What are extensions?
Simply put, extensions allow iOS apps to "lend" functionality to one another or to the operating system. Apple is allowing developers to create and distribute extensions whose functionality falls in six distinct areas:
Actions allow you to manipulate content inside another app; for example, you could use an Action to translate a non-English Web page right inside Safari.
Custom Keyboards provide keyboards other than the ones already built into iOS. Third-party app developers could take advantage of this functionality to offer innovative input methods, support unusual languages and scripts, or even offer input mechanisms for specialized applications.
Document Providers enable apps to save and retrieve documents from a variety of services, such as cloud-storage providers and network disks.
Photo Editing extensions can be used to manipulate photos and videos — everything from providing a filters to the host app to offering full-blown editing services without having to move your content from one program to another by saving it in your Photo Album first.
Sharing extensions expand iOS's ability to share data with external services such as social networks or cloud-storage websites. The functionality they offer is similar to Document Providers, but the process is one-way: The app can export data through a sharing extension, but not load from it.
Today widgets provide interactive functionality that can be accessed from the panel you slide down from the top of your iPhone and iPad's screen, giving you immediate access to data, such as a status report from your smart thermostat or a handy calculator.
Who can use extensions?
Any device that can run iOS 8 is also capable of supporting extensions. But an individual extension's ability to work on your device depends on a number of factors, such as whether its developer decides to support the appropriate form factor, or whether the code behind the extension depends on some hardware feature that is only available in newer iPhone and iPad models — such as, say, Touch ID.

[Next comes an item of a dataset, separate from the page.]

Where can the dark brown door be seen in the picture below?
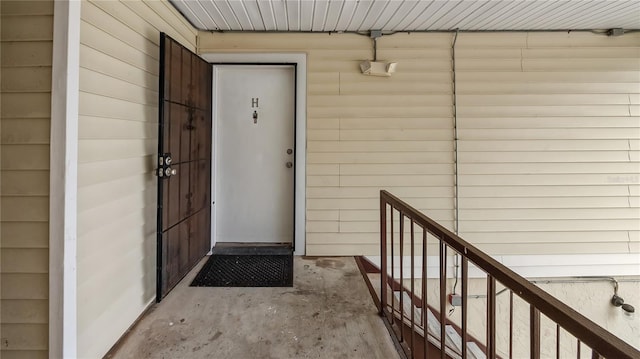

Once OS X Yosemite launches later this fall, extensions will also be available to Mac users, although under slightly different rules and conditions.
What's the big deal? I could do most of this stuff before!
While some of this functionality, such as custom keyboards, makes its debut on iOS 8, the ability to export and share data is not new, and was widely available in previous versions of the operating system. What has changed is the way in which this functionality is made available from one app to the other.